Entretien / Marc Guidoni, propriétaire (avec Marc Bonny) du cinéma Comoedia (Lyon 7e), créateur d’une société de production pour le cinéma et la télévision (Fondiniva), il se lance aujourd’hui dans la distribution de films. Propos recueillis par Dorotée Aznar

Petit Bulletin : Pouvez-vous revenir rapidement sur votre parcours ?
Marc Guidoni : Jusqu’en 2005, j’ai travaillé dans des grands groupes de media et de télécommunications comme TF1, TDF ou Orange, mais j’ai toujours été passionné par le cinéma. En 2005-2006, j’ai eu envie de faire quelque chose de différent et de me «lancer», en créant ma société de production de films à Lyon, Fondivina.
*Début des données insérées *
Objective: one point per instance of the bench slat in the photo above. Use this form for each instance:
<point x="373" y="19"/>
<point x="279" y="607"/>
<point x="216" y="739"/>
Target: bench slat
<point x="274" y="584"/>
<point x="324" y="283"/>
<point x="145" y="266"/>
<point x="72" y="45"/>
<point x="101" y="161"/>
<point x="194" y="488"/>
C’est également le moment où vous avez décidé de vous lancer dans l’aventure du Comoedia avec Marc Bonny ?
Oui, l’aventure du Comoedia est arrivée au moment où je prenais cette décision, un peu par hasard. L’histoire du Comoedia m’a également permis de me constituer un réseau professionnel, sauver ce cinéma m’a en fait ouvert des portes, même si, évidemment cela n’était pas calculé et pas l’objectif. Le milieu du cinéma est particulier car il fonctionne principalement et presque exclusivement par réseau.

Pouvez-vous vivre de la production de films ?
La production de films n’est pas une activité qui me permets de gagner ma vie. Quand je produis, l’argent est au service du film, tu te paies s’il reste de l’argent… Mais il n’en reste jamais. Pour vivre, il faut envisager des activités en parallèle, par exemple, je fais du conseil dans l’industrie de l’image… Je m’attache tout de même à ce que ces activités «nourricières» restent en lien direct avec ce qui est le cœur de mon projet. Dans le monde des producteurs indépendants, notre métier est presque un hobby et presque tous ont une autre acticité : ils enseignent ou font des films publicitaires…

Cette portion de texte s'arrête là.